This article originally appeared in the Apr. 23, 2012 issue of Forbes magazine.

Greece is in default and its economy in painful contraction. Where does it go now? One siren call is to follow the path of Argentina, which is advising Greece that it should do what that country did a little over a decade ago: Tell creditors to take a hike. Argentina repudiated its international debts and offered a punitive settlement to its lenders, saying, in effect, take our offer or you’ll get nothing. Unburdened by international debt, Argentina had a few years of high growth.

After its May elections Greece will be tempted to do the same as Argentina. But that would be a catastrophic mistake. Argentina benefited from the commodities boom brought on by the weak U.S. dollar. Greece has no such fallback. Moreover, Argentina is, once again, an economic basket case. It’s high time the U.S. and others cracked down on deadbeat Argentina—and any other country that pursues its course. (Argentina has routinely ig­nored adverse judicial decisions.)

Unable to borrow internationally, Argentina, led by its Peronist president, Cristina Kirchner, has been stealing from its own people. A couple of years ago the government seized the dollar-denominated pension assets of its citizens. The country’s inflation rate is one of the highest in the world.

While commercial banks and the IMF won’t lend to Argentina, the World Bank and the Inter-American Development Bank still do. The U.S. is opposing an upcoming World Bank loan. However, most other countries seem willing to go along with it, including, astonishingly, the British ­government, despite Buenos Aires’ ­renewed threats against the Falkland Islands, which belong to Britain.
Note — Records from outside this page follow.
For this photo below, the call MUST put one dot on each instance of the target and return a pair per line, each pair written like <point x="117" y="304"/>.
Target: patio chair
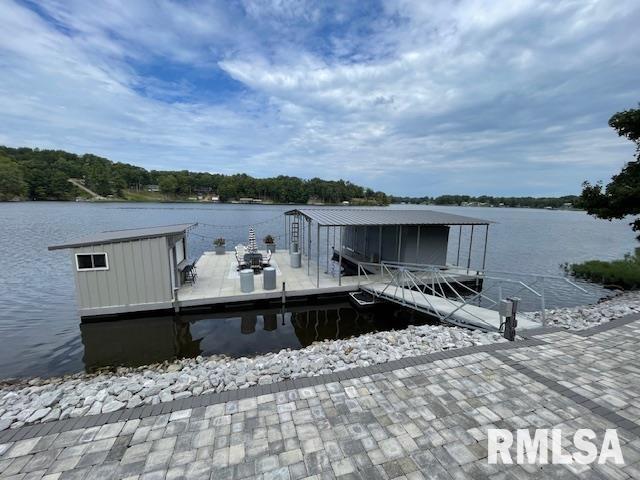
<point x="266" y="260"/>
<point x="241" y="256"/>
<point x="190" y="273"/>
<point x="254" y="260"/>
Moreover, the American opposition is of the wink-and-nod variety: Money being fungible, cash from the World Bank can be used to pay arrears at the IMF. Congress should weigh in here and make it clear that the World Bank will suffer sanctions if it continues to finance Argentina. We should also remind the Europeans that making an example of Argentina would serve as a useful reminder to its own over-­indebted countries that it is best to ­restructure debts, working with creditors rather than unilaterally repudiating their obligations.

Back to Greece. What Germany is doing here and elsewhere (think Portugal, et al.) is a political/economic nonstarter. Creditors should structure settlements that combine government-spending cutbacks with pro-growth economic measures, such as big cuts in tax rates (flat tax, anyone?), liberalizing job-killing labor laws and making it easy to set up new businesses by removing regulatory obstacles. This is, alas, manifestly not the current approach of ­Europe’s paymaster, Germany.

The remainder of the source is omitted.